The Associated Press /

Published Dec 6, 2012 at 04:00AM

DALLAS — A former Weyerhaeuser sawmill in a county that a state economist calls a “poster child” for the decline of the wood products industry is being dismantled, extinguishing faint hopes that somebody would revive it.

Talks with several groups interested in running a mill didn’t result in a deal to reopen the plant closed in 2009 in the Polk County seat, Dallas, the Salem Statesman Journal reported.

“We didn’t get any traction with that, and I guess it’s not a huge surprise,” said Richard Wayper, vice president of marketing with Northwest Demolition and Dismantling.

The company bought the 66-acre site at an August auction for about $1.4 million. It has hired an auctioneer to take bids on equipment until Christmas and expects that by the first quarter of 2013, most of it will be removed.

The company plans to tear down some of the structures but hopes to find commercial or industrial users for structures in better condition.

A decade ago, about 34,000 Oregonians statewide worked in wood products manufacturing plants. That has shrunk by more than 40 percent, to about 19,840.

Pat O’Connor, a state regional economist, said Polk County had 1,500 mill jobs in the 1970s.

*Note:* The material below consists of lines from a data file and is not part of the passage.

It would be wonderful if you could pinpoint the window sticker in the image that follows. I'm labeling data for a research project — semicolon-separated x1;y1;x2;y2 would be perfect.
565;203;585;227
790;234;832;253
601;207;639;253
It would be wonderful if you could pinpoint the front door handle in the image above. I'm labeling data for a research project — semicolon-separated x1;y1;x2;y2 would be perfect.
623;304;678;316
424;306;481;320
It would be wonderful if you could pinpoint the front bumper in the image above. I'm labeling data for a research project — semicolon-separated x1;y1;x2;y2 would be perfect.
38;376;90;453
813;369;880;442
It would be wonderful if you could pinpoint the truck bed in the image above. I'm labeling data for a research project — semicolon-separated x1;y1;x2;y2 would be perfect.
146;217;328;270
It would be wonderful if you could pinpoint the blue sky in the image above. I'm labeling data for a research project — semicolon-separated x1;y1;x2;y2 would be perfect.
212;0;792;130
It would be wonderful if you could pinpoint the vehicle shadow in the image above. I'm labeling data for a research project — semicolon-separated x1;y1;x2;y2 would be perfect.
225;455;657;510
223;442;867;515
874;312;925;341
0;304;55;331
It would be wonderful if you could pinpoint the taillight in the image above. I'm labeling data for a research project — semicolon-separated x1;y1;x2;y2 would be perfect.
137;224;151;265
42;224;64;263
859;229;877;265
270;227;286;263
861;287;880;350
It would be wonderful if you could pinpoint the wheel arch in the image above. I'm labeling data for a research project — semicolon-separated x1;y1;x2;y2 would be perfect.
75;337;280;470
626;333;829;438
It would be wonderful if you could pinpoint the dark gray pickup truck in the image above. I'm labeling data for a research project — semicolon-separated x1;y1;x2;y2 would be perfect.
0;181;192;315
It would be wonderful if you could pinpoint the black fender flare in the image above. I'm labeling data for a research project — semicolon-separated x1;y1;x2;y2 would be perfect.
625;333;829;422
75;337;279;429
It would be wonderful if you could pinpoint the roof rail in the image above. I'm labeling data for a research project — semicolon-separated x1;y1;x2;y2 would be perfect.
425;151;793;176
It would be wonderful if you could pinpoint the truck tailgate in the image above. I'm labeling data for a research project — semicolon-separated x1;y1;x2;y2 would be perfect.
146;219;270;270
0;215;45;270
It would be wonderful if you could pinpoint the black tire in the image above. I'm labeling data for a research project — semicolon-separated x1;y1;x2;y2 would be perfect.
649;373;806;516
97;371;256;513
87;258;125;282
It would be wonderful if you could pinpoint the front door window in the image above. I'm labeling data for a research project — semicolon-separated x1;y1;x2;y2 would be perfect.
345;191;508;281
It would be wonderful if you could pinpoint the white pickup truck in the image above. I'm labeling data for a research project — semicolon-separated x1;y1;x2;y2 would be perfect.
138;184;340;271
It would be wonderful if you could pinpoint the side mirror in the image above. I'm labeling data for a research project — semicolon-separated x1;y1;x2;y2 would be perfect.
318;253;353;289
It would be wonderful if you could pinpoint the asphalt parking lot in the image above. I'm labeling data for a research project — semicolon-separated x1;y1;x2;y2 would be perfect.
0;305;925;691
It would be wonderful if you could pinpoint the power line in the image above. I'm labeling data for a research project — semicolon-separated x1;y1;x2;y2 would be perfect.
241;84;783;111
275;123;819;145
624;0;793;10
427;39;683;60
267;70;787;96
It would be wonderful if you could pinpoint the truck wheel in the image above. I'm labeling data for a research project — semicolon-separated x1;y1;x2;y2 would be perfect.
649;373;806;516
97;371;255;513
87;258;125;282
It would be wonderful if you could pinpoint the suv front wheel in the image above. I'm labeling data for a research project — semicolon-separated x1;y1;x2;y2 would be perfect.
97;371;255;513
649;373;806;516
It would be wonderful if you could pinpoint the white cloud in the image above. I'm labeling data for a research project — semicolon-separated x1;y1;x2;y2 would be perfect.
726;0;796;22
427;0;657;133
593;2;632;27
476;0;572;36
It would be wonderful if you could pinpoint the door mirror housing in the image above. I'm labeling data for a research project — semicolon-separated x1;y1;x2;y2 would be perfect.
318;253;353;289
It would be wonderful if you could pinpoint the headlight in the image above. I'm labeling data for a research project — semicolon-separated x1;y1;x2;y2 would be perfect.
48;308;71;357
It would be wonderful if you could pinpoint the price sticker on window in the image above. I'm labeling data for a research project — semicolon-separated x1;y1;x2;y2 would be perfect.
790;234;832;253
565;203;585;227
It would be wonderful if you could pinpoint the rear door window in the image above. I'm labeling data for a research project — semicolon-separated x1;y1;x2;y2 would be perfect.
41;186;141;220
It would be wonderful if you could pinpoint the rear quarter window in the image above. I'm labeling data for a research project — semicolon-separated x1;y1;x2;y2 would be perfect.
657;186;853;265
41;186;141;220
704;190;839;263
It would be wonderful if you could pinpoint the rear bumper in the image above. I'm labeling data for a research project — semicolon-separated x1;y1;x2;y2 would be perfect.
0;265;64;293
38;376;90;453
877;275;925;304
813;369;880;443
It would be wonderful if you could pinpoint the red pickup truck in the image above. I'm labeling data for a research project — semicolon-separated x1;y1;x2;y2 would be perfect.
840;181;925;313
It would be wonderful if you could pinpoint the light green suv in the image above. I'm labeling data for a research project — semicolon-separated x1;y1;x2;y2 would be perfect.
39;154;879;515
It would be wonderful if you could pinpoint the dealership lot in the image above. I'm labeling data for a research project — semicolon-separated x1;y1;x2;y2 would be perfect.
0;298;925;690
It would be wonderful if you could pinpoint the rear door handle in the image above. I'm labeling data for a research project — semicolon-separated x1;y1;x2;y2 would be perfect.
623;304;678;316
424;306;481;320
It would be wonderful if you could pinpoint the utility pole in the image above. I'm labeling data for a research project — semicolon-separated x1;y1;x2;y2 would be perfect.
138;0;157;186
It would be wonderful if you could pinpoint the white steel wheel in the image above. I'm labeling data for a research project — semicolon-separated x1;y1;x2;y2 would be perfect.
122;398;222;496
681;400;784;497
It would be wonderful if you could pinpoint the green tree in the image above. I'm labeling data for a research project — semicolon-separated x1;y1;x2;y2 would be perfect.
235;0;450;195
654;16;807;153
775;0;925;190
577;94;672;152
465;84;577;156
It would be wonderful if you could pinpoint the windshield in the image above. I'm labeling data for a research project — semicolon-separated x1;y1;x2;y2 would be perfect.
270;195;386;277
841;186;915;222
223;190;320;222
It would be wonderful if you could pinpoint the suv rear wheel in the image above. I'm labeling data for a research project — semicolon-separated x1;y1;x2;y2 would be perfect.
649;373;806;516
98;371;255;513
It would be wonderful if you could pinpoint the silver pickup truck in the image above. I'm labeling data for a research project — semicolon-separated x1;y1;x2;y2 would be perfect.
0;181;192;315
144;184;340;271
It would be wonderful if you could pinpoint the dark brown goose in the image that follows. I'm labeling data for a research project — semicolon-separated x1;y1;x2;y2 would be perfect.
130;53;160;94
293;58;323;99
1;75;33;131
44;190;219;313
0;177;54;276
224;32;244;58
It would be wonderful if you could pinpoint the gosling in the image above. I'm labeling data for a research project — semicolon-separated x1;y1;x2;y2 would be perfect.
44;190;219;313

That number dropped to 400 by 2001 and is now fewer than 60.

Wages have taken a hit as well, dropping from an inflation-adjusted average of $65,000 a year in the 1970s to about $36,450 now, O’Connor said.

Restrictions to protect endangered species have placed large tracts of federal timber lands off limits to loggers.

O’Connor said factory automation might have played a larger part in job losses than rules to save spotted owls and marbled murrelets.

A mill in Lebanon, for example, now produces the same amount of lumber with 140 fewer workers, he said.

Jim Geisinger, executive vice president of Associated Oregon Loggers in Salem, said blaming job losses on automation is a “red herring.”

“Without the timber supply, we can’t sustain any jobs,” Geisinger said.